There is no doubt that technology, when used wisely, can help humanity with a number of pressing issues. When blockchain tech came along, a lot of over-enthusiastic people referred to it as a universal remedy. Clearly, it is quite naive to think that blockchain technology could profoundly change how all things work, however some areas might really benefit from it. 

Take, for example, our voting system. Smart contracts combined with an immutable distributed ledger, in theory, could truly help change the way we vote – we might make the current voting system not only cheaper, but also more efficient and transparent.

 Or is it just another blockchain promise that was never meant to happen?

The Flaws of the Current Voting System

Ever since the first vote was held thousands of years ago, the actual process of it hasn’t changed that much: people come to a certain place, confirm their identity, specify their vote, and place it in a special box. We might have switched from colored stones to pieces of paper, and the whole system has become a little more complex, but in general, it pretty much comes down to this. However, as the population grew and everyone got the right to vote, the cost of such a voting system increased accordingly. 

The main disadvantages of the modern-day voting system are mainly the following:

  • High costs
  • Bribery and manipulation
  • Mistakes in calculations and cheating while counting the final votes
  • The necessity to be physically present at a certain location to cast your vote

How about e-voting then? 

Although electronic voting is not something entirely new, and some countries have tried to give it a shot, in the end nobody has decided to go through with it thus far. The possibility of system hacks and software errors are two huge drawbacks that won’t let e-voting become the next best thing. 

Advantages of Blockchain Voting

Now, how about voting from the comfort of your own home, just using your mobile? When using blockchain technology, instead of transferring your vote via a piece of paper, you can simply transfer a token. 

Ideally, blockchain can help solve a few of the aforementioned issues.

The results of the vote would be completely legitimate as anyone would be able to see how many votes were counted and even check the time when each vote was registered. At the same time, votes stay anonymous due to the use of public/private key pairs. 

Another great thing about using blockchain technology for voting is transparency. Anyone is able to deploy a node and analyze its data.

The whole process would become less expensive and faster, and you would be able to cast your vote regardless of where you are. 

So how come these advantages sound so promising, but blockchain voting hasn’t been applied yet?

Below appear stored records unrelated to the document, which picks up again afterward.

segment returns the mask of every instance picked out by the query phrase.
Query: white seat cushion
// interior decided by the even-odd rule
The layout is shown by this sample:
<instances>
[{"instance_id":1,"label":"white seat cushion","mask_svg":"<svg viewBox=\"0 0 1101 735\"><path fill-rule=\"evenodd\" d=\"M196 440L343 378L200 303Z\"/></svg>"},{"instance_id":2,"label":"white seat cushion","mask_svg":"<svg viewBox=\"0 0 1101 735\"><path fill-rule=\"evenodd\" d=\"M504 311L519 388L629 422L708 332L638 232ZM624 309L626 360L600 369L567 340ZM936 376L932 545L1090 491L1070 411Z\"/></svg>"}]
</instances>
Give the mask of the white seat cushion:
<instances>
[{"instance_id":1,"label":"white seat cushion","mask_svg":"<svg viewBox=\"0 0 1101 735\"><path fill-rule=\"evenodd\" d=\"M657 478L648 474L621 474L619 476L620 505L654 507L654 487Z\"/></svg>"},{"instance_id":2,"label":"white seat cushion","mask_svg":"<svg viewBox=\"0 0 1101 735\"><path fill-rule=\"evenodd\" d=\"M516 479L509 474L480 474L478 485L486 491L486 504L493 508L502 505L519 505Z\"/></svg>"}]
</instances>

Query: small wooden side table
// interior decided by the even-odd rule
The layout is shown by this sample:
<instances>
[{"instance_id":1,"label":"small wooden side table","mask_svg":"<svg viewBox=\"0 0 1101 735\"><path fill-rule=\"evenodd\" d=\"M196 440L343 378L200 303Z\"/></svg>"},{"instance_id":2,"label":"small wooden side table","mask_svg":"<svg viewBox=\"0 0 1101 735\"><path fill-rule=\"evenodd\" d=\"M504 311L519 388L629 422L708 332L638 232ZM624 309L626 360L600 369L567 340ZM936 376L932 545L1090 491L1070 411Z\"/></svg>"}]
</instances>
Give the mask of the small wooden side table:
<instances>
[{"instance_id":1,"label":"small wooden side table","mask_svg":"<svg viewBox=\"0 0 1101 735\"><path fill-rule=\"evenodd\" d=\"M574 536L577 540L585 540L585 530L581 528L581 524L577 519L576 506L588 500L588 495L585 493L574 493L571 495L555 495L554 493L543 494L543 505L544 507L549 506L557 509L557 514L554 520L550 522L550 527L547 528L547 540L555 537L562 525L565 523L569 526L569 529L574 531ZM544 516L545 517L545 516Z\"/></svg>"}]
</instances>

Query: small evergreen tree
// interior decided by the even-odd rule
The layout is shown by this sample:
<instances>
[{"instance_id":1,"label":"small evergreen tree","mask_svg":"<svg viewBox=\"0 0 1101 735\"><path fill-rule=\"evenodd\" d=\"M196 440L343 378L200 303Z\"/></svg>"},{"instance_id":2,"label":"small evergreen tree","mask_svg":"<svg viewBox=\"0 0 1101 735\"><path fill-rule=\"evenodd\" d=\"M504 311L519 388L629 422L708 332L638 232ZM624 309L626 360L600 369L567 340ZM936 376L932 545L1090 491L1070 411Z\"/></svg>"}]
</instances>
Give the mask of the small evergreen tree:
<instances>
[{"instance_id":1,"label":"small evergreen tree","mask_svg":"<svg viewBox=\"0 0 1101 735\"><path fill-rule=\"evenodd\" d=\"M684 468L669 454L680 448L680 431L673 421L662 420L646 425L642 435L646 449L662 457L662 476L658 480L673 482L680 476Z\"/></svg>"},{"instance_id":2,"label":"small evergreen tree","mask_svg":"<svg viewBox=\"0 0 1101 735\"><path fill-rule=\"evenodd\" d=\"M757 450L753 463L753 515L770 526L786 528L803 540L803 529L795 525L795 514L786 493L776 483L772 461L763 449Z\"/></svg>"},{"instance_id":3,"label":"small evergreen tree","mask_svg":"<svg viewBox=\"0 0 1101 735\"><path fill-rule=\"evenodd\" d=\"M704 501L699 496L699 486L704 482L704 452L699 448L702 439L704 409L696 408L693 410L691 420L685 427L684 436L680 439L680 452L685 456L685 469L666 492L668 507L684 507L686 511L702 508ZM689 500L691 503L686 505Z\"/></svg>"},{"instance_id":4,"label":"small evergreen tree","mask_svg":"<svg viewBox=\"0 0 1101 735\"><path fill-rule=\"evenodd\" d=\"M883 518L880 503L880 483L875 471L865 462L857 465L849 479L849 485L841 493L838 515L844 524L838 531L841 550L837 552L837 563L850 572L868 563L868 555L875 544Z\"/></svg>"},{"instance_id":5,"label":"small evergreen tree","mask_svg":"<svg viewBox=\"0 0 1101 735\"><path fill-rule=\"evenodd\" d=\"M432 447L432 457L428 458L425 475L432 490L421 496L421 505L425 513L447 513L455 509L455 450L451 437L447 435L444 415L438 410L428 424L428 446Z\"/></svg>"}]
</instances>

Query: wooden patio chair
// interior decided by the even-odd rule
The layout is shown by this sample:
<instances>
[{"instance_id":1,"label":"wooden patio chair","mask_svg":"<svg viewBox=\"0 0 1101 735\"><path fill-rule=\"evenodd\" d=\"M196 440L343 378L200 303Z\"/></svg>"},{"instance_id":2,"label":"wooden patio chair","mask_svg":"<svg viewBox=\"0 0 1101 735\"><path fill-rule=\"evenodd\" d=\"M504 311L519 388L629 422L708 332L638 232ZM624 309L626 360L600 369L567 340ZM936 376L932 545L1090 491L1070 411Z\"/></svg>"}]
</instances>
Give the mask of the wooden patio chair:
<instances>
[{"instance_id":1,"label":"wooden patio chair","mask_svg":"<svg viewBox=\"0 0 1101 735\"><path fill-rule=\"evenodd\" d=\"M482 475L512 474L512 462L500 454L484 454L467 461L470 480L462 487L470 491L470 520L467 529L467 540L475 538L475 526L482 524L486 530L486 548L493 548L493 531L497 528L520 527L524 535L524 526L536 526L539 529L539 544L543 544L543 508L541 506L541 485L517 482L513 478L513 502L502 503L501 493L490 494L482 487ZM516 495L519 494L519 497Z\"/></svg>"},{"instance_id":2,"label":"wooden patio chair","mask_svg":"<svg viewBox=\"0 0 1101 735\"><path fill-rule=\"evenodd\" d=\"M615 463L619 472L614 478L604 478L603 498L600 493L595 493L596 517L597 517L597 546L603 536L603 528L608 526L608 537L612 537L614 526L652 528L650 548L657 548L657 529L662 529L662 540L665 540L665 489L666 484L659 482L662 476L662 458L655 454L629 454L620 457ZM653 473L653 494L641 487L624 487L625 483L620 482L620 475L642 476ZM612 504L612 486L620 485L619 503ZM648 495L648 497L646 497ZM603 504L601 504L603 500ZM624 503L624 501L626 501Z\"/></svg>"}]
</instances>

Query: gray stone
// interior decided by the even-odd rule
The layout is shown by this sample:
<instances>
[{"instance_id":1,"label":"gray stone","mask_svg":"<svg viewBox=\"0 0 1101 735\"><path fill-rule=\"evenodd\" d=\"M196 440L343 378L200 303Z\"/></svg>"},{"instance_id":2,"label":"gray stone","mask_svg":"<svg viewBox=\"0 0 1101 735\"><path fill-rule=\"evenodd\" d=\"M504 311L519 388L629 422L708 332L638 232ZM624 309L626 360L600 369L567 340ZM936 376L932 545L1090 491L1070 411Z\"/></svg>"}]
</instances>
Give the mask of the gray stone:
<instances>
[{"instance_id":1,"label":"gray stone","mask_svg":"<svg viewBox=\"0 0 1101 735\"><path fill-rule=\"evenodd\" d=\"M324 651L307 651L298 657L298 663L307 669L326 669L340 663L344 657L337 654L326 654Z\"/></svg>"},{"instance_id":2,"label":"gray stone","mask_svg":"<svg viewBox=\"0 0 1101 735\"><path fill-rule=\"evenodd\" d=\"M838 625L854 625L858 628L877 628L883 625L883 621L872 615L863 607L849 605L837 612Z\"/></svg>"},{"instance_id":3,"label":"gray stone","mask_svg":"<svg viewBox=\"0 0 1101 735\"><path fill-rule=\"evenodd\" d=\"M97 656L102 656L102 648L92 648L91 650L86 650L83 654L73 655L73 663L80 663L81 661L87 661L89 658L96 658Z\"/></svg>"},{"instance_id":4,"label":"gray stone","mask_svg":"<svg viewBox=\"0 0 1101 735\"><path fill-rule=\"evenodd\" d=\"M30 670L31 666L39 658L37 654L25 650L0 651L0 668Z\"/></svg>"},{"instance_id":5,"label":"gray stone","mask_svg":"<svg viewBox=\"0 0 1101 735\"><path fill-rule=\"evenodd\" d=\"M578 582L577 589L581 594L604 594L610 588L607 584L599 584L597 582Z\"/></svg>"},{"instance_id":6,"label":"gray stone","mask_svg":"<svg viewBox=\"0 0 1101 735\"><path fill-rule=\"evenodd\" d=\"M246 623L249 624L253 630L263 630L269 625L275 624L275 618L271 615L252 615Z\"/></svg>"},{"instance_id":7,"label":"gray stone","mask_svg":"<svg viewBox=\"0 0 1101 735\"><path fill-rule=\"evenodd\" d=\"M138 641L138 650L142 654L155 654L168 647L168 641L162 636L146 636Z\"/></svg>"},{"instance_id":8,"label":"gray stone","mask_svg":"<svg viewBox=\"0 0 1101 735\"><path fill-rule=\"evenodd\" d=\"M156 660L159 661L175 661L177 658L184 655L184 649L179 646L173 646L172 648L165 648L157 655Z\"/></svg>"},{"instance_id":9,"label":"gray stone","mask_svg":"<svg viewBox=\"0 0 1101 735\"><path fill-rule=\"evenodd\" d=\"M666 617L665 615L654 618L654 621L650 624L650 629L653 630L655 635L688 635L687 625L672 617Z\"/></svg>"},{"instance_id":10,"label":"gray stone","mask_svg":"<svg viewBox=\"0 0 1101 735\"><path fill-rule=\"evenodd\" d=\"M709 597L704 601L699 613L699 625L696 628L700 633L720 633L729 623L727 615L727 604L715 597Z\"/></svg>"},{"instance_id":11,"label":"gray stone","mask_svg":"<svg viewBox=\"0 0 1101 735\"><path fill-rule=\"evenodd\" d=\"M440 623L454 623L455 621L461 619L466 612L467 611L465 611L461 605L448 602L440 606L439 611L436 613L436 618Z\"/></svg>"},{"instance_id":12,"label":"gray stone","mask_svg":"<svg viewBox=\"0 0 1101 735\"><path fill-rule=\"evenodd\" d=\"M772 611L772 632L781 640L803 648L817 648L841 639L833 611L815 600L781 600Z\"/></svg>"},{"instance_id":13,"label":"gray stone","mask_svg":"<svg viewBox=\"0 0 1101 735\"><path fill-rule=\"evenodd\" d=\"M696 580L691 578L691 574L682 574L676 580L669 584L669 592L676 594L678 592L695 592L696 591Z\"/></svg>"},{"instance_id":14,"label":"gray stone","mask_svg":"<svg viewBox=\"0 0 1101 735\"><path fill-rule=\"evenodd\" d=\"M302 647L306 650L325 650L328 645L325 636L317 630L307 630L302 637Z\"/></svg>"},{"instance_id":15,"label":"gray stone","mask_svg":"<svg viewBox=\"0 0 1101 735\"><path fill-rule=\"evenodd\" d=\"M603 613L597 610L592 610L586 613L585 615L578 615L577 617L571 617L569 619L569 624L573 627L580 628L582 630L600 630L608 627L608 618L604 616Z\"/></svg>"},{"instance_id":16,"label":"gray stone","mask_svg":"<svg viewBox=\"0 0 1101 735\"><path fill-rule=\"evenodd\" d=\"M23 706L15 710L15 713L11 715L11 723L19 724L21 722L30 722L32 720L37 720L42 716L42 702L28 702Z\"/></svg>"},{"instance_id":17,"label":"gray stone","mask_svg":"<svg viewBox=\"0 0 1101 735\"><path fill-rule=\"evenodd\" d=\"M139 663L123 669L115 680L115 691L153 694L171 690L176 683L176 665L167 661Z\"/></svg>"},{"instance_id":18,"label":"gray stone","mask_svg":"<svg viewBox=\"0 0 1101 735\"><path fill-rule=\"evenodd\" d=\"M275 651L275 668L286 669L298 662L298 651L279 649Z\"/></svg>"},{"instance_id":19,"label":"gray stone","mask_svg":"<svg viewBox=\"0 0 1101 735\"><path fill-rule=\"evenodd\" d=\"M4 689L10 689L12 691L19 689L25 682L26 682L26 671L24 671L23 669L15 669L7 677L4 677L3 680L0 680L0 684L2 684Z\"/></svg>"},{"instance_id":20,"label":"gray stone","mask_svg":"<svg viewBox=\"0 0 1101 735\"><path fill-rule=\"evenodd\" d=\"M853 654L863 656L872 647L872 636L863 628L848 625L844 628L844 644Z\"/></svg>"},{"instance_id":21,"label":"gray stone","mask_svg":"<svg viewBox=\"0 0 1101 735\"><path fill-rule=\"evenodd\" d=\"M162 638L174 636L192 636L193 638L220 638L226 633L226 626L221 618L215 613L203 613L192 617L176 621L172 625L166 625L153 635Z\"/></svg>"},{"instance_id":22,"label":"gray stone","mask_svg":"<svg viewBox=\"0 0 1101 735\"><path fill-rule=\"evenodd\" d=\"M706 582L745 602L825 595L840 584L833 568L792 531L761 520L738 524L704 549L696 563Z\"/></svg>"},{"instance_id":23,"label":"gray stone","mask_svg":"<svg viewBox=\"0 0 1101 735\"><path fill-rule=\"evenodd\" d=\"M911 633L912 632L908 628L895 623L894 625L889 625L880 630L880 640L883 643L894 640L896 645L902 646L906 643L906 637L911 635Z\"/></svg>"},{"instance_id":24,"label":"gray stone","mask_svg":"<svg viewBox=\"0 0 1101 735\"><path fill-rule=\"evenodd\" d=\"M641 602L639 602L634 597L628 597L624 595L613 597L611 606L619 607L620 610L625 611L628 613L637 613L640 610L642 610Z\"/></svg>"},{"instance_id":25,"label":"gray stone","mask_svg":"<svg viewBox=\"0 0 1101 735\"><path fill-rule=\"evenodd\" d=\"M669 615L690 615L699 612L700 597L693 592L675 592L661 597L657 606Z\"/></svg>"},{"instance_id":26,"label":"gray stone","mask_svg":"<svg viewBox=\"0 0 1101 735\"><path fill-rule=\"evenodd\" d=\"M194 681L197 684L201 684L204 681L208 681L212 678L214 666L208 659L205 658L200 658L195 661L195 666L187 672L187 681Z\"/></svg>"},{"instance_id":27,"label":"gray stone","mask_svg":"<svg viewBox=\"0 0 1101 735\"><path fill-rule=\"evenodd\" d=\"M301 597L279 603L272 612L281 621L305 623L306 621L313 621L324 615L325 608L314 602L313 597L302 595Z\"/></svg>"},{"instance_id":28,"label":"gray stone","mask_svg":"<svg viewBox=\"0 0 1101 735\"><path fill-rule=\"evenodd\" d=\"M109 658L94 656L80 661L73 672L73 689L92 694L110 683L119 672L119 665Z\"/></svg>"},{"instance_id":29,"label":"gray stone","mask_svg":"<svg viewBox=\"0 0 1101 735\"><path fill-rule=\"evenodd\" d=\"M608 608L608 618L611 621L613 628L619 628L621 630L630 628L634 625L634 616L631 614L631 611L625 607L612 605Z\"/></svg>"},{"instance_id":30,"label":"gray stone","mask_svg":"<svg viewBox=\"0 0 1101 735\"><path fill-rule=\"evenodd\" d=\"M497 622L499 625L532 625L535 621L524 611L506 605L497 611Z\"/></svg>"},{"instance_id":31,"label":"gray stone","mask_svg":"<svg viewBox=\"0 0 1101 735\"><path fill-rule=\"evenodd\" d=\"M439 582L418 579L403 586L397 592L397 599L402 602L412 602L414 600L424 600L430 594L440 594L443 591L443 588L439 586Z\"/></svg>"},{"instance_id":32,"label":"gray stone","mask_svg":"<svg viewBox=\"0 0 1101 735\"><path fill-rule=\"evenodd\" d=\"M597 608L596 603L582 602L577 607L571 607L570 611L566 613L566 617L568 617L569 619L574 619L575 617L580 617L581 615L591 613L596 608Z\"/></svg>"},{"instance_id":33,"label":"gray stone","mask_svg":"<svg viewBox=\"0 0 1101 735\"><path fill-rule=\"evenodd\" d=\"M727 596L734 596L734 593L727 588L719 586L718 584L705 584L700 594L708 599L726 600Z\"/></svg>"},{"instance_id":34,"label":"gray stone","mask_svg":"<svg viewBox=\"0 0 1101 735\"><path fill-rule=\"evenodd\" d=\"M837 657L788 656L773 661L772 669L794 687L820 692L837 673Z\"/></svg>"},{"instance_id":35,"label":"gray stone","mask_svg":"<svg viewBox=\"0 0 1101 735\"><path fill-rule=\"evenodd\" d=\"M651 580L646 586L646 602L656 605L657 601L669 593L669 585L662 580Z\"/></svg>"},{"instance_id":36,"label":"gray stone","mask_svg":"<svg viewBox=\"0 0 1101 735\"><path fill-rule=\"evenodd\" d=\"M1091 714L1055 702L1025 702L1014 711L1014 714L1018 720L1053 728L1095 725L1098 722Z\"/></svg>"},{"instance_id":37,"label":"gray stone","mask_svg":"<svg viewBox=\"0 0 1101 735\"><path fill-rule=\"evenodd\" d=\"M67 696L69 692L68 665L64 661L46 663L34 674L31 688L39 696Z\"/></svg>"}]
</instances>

Blockchain Voting in Practice

Unfortunately, we are not quite there yet. Although some countries like Colombia or Russia made a couple of brave attempt to implement the blockchain voting system for local elections, the results were not too impressive. 

Blockchain tech is still in the early stage of development and we need to work out its major kinks before we can trust it with something as serious as our freedom and well-being. 

First of all, security is still a big issue. When a few entities control the majority of blockchain nodes, they become security targets. Blockchain smart contracts are not the ideal tools for handling major processes like voting either – we’ve seen them fail many times. And then there is always the chance that malware could compromise your device or the device that is used to count the votes and instead of fighting against corruption, the blockchain-powered system would open the door to it.

And finally the obvious – it is always a tricky task to verify users’ identities when they are not physically present to vote. Biometrics such as fingerprints and face ID are often criticized as imperfect. Moreover, how can we be sure that these ‘remote’ voters cast their votes voluntarily and not as a result of pressure? 

Although blockchain tech holds a great promise, some politicians remain skeptical. 

But positive cases do exist. 


Voatz, a project focused on a blockchain-based voting system, is working on simplifying the voting process for overseas voters. Their pilot mobile vote was hosted in West Virginia mainly for military personnel so they could cast an official ballot via their mobile phone. The platform uses the HyperLedger blockchain. In 2019, Voatz held a second trial and conducted the Denver Mobile Voting Pilot. The platform received quite positive feedback and plans to lead the charge. 

“Since June 2016, more than 80,000 votes have been cast on the Voatz platform across more than 30 elections. Voatz has experience working with both major political parties, churches, unions, universities, towns, cities, and states, all in the effort to make it safe, convenient and easy to vote.”

The Bottom Line

As much as we want blockchain technology to make the world a better place, it is not a silver bullet. The tech can definitely help with several major issues such as cutting costs and collecting the votes of people living overseas. However, we still need to figure out blockchain’s major weak spots to provide maximum security until we see the blockchain voting platforms in general use.